WisdomTree has bolstered its suite of defence ETFs with two further launches in response to investor demand.

According to the group, the $5.258bn WisdomTree Europe Defence UCITS ETF (WDEF), which launched in March 2025, was the fastest equity ETF ever in Europe to reach $3bn in AUM and has seen $1.3bn in net flows this year.

The WisdomTree Asia Defence UCITS ETF (WDAF) and the WisdomTree Global Defence UCITS ETF (WDGF) seek to track the price and yield performance of the WisdomTree Asia Defence UCITS Index and the WisdomTree Global Defence UCITS Index, respectively, before fees.
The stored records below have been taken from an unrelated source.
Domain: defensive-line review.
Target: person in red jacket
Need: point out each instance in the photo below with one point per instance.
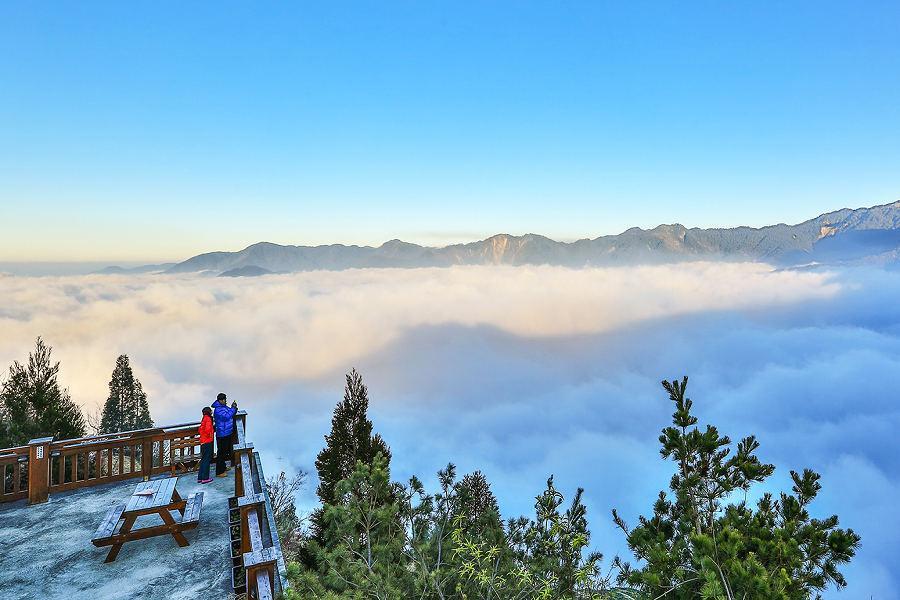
(207, 433)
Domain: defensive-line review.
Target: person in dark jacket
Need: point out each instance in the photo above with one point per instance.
(207, 433)
(224, 419)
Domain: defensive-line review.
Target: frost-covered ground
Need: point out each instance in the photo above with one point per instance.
(46, 550)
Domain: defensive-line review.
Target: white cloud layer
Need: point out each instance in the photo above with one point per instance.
(520, 372)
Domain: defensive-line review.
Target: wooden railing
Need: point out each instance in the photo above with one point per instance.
(262, 558)
(13, 474)
(45, 466)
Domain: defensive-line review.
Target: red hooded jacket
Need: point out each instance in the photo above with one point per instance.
(207, 431)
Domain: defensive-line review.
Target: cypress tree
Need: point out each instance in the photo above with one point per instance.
(126, 407)
(349, 441)
(33, 404)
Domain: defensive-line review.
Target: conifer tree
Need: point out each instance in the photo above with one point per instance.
(349, 441)
(706, 542)
(33, 404)
(126, 408)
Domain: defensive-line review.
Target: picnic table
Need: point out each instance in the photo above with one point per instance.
(159, 497)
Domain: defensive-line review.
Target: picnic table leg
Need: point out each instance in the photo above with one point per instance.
(176, 497)
(114, 551)
(179, 537)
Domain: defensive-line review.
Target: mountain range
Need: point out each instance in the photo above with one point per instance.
(846, 236)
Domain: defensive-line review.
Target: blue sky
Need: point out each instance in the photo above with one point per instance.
(156, 131)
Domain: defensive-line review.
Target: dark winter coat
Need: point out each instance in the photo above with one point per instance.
(224, 417)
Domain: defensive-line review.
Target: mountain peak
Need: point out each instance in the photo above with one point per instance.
(838, 236)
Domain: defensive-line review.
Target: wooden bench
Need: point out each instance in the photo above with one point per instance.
(162, 502)
(108, 526)
(182, 455)
(192, 511)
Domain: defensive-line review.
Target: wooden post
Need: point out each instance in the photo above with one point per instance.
(147, 458)
(242, 417)
(39, 470)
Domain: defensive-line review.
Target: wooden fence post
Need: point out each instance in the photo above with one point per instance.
(39, 470)
(147, 458)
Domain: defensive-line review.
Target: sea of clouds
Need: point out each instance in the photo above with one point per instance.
(520, 372)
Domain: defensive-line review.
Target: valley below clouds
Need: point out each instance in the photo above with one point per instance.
(521, 372)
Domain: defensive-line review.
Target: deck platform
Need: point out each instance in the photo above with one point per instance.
(46, 550)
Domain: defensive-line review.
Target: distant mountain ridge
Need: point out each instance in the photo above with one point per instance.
(868, 235)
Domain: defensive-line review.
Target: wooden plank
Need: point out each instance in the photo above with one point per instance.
(192, 510)
(263, 585)
(109, 523)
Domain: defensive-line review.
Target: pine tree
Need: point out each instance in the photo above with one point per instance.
(349, 441)
(126, 408)
(33, 404)
(706, 542)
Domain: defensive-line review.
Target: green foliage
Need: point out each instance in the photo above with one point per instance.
(703, 544)
(362, 543)
(33, 405)
(350, 440)
(282, 491)
(126, 408)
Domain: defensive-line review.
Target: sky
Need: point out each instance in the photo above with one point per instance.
(520, 372)
(156, 131)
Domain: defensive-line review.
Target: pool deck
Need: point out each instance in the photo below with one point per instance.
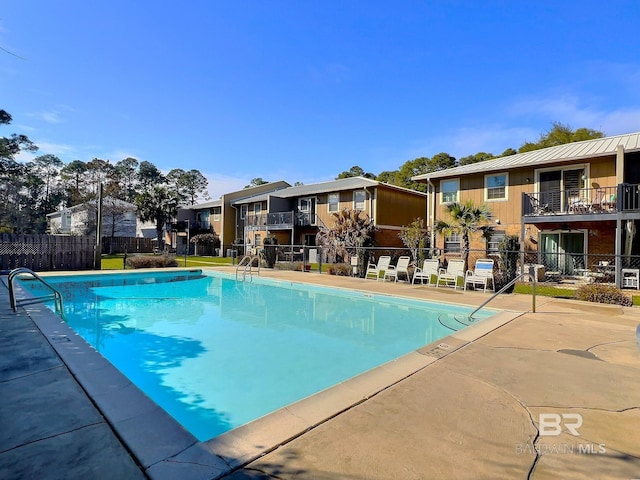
(467, 406)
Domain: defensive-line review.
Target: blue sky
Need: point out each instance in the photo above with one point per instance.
(302, 90)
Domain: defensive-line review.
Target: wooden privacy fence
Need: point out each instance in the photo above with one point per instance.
(46, 252)
(128, 244)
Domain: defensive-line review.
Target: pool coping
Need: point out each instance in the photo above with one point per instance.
(166, 450)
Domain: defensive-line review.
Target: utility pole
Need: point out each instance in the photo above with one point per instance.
(97, 254)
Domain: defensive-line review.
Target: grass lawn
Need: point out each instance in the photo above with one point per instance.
(115, 262)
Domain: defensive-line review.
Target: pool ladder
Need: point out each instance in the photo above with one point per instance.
(470, 320)
(246, 265)
(55, 295)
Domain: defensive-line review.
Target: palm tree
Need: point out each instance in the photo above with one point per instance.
(466, 218)
(351, 229)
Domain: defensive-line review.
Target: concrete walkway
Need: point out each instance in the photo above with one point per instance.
(50, 429)
(473, 412)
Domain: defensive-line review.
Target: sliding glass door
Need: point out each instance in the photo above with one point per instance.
(563, 252)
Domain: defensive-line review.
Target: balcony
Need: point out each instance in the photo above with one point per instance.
(585, 201)
(269, 221)
(279, 220)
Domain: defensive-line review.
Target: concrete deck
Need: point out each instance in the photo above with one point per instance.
(467, 406)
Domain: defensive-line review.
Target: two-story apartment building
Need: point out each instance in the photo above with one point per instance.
(295, 214)
(118, 219)
(574, 204)
(220, 216)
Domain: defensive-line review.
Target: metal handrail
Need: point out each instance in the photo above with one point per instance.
(512, 282)
(57, 296)
(247, 262)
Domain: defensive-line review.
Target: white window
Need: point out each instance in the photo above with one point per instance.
(334, 202)
(449, 189)
(495, 186)
(452, 243)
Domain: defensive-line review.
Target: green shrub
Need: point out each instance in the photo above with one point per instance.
(601, 293)
(148, 261)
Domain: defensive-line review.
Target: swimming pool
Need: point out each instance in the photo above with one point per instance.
(216, 353)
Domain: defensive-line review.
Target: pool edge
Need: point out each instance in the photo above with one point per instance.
(166, 450)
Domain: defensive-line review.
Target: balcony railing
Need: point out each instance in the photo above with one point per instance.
(279, 220)
(273, 221)
(582, 201)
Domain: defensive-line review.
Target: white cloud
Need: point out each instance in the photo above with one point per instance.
(221, 184)
(47, 116)
(570, 109)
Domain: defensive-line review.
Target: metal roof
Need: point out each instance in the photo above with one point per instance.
(351, 183)
(213, 203)
(599, 147)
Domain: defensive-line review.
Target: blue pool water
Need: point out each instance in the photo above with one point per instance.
(216, 353)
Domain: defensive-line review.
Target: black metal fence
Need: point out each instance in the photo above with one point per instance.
(46, 252)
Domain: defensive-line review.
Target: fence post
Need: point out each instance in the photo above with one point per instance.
(532, 276)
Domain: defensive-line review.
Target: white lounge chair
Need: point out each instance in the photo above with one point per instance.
(401, 268)
(429, 270)
(374, 270)
(482, 274)
(450, 275)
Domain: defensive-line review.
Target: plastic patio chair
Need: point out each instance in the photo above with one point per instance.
(450, 275)
(374, 270)
(482, 274)
(401, 268)
(430, 268)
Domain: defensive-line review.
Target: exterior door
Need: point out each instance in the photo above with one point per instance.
(563, 252)
(556, 186)
(307, 208)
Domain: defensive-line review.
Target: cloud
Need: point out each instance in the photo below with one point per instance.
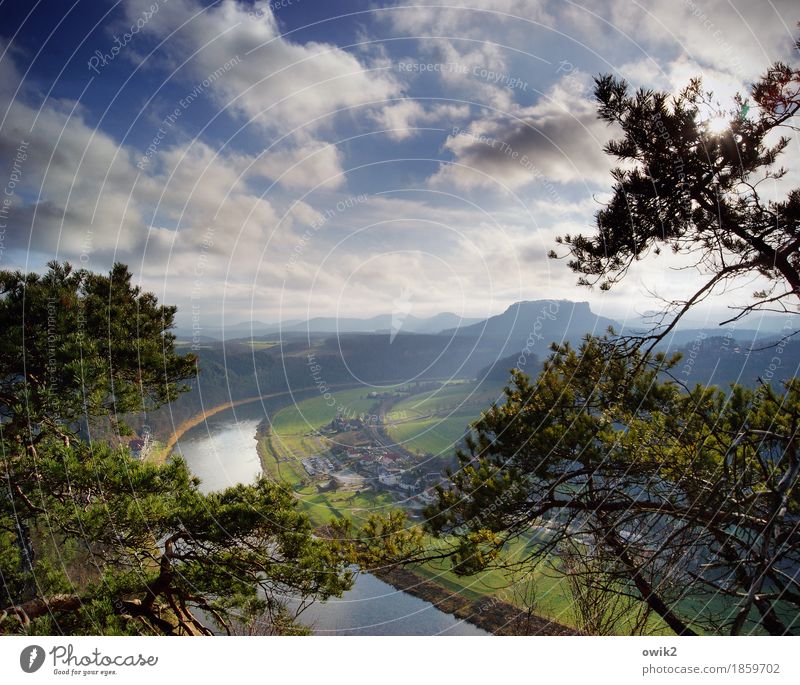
(313, 164)
(281, 84)
(400, 121)
(558, 139)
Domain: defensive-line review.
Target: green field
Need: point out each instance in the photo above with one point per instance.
(433, 422)
(303, 417)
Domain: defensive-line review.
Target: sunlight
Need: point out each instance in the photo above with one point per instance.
(718, 124)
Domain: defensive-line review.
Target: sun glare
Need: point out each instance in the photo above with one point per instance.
(718, 124)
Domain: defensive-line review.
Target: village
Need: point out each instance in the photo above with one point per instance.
(360, 456)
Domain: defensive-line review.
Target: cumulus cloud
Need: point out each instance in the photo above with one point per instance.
(558, 139)
(277, 82)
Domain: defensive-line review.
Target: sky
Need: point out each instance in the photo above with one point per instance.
(272, 161)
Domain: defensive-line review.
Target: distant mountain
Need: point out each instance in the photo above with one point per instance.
(533, 325)
(382, 323)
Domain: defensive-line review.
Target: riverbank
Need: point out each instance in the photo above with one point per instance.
(489, 613)
(197, 419)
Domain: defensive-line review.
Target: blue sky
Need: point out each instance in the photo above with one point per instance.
(266, 161)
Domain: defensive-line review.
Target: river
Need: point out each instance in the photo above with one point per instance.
(222, 452)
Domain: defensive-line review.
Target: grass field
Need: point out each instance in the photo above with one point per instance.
(313, 413)
(433, 422)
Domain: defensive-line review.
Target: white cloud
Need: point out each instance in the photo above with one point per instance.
(558, 139)
(279, 83)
The indices incorporate screens that exclude companies involved in certain controversial weapons.

WDAF targets defence companies across the Asia-Pacific region (excluding China) and aims to capitalise on Asian governments’ expanding budgets, while WDGF is exposed to global companies that derive a meaningful portion of their revenues from defence activities, such as manufacturing, systems and technologies.

WDAF has a total expense ratio of 0.5% while WDGF has a TER of 0.4%. Both ETFs listed on Börse Xetra, Borsa Italiana, Euronext Paris and SIX Swiss Exchange today (31 March) and will list on the London Stock Exchange on 1 April 2026.

Pierre Debru, head of research, Europe, WisdomTree, said: “Defence has become a structural investment theme rather than a short-term reaction to geopolitical events. Governments are embedding defence spending into long-term security strategies, creating sustained procurement pipelines and industrial investment cycles.

“With these new ETFs, investors can access the theme through both a global strategy that captures multiple rearmament cycles and a dedicated Asia strategy focused on a region where defence spending is accelerating rapidly.”